E’ stato detto che non sono state correttamente informate le Soprintendenze. FALSO: ci si è attenuti scrupolosamente a quanto prescritto in sede autorizzativa. Per l’impianto del Ferretto è stata data comunicazione di inizio lavori alla Soprintendenza della Toscana e dell’Umbra. Per l’impianto del Riccio, si è provveduto a nominare l’archeologo che dovrà sovrintendere i lavori e ne è stata data comunicazione alla Soprintendenza per la Toscana.
E’ stato detto che obiettivo delle aziende proponenti è speculativo e non ambientale. SINGOLARE pretesa. E’ come affermare che svolgere un’attività di impresa o una qualunque attività lavorativa per ritrarne un reddito è criminale o, quanto meno, biasimevole.
E’ stato detto che questi impianti vengono realizzati solo grazie agli incentivi, senza di questi non si farebbe nulla. VERO: in generale, senza aiuti il settore delle rinnovabili non sarebbe mai partito. In Germania, il biometano è stato avviato da anni grazie all’incentivazione.
“Un paese che crede davvero nelle energie rinnovabili, che investe in uomini e risorse nella ricerca di settore per trovare la vera alternativa al nucleare, destinato ad uscire di scena nel 2020.
Questa è la Germania che si prefigge un obiettivo ambizioso entro il 2050: arrivare al 60% di energia e all’80% di elettricità prodotte da fonti rinnovabili, in particolare biomassa, la fonte più utilizzata (70%), seguita da fotovoltaico ed eolico.
Il numero di impianti in Germania ha superato i 7.100 con una potenza installata di circa 2.700 MW e ben 3,7 milioni di nuclei familiari che utilizzano elettricità da biogas” (Il Sole24 ore – 30 gennaio 2012)
E’ stato detto che il Comune di Cortona ha deliberatamente confinato l’impianto ai limiti del territorio comunale.
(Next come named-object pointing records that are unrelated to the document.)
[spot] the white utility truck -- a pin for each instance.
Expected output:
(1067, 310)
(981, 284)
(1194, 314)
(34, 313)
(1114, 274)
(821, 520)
FALSO: l’ubicazione degli impianti è stata scelta dalle aziende proponenti, senza interferenza alcuna. Pertanto un impianto sorgerà al confine con il Comune di Castiglione del Lago, l’altro in pieno territorio comunale.
In conclusione, ringrazio gli organizzatori per avermi invitato, tramite face book, a partecipare all’assemblea. Mi rammarico tuttavia che, nonostante avessi espresso più volte la disponibilità a presentare al Comitato i due progetti, non sia stato convocato. Forse avrei potuto contribuire a garantire una migliore informazione. Ritengo che fare cattiva informazione (mi riferisco agli impianti a biometano e non entro nel merito degli altri argomenti dibattuti), al di là delle cause perseguite, giuste o sbagliate, non sia un buon servizio alla cittadinanza e si finisca col perdere credibilità su tutti i fronti.